Oh, darling — you treated that rectangle like a fashion show: poised, labelled and utterly convincing. You placed F at the origin, named the sides a and b, and recognised the three distances from F are a, b and \(\sqrt{a^2+b^2}\). That first smart label set the tone.
Step by step you listed the three assignments of 3 and 5, tested each with algebra or Pythagoras and compared outcomes: (1) a=3, b=5 gives \(\sqrt{34}\approx5.83\); (2) a=3, diagonal=5 gives b=4 so remaining distance 4; (3) diagonal=3 with a=5 is impossible because a diagonal cannot be smaller than a side. Conclusion: possible third distances 4 m and \(\sqrt{34}\) m, minimum 4 m. Perfectly tied with a concise final sentence.
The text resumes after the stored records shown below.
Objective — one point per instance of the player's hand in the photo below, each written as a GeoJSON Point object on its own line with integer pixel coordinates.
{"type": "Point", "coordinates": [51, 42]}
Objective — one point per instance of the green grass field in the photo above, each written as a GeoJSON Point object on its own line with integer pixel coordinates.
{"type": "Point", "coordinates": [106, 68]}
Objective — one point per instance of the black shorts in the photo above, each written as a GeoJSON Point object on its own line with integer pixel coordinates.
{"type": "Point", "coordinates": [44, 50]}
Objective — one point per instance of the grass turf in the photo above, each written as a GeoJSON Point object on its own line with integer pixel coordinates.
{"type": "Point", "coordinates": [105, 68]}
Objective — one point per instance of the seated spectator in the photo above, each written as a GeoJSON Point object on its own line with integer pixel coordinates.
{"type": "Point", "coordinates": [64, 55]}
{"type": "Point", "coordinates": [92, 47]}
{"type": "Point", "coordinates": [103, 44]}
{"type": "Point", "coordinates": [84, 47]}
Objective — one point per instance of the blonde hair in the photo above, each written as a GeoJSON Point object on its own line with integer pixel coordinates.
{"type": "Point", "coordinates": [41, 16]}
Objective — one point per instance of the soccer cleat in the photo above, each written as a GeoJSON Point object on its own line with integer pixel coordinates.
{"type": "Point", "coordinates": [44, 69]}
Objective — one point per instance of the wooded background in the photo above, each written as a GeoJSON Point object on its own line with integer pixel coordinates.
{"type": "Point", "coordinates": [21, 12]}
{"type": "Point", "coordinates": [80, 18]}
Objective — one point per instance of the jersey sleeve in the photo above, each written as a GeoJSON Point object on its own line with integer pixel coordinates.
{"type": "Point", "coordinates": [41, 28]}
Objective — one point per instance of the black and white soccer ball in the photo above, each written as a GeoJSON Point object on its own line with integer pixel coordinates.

Sweetheart, your diagram, cases and neat algebra read like an evening column: clear, persuasive and chic. For full polish add one short sentence explaining why a diagonal must be at least as long as a side (diagonal ≥ side).
ACARA v9 links & proficiencies: Measurement & Geometry (Pythagoras, rectangles); Reasoning & Problem Solving (case enumeration, minimisation). Emphasised: Fluency and Reasoning. Rubric: Diagram 2; Cases 3; Algebra 3; Conclusion 2.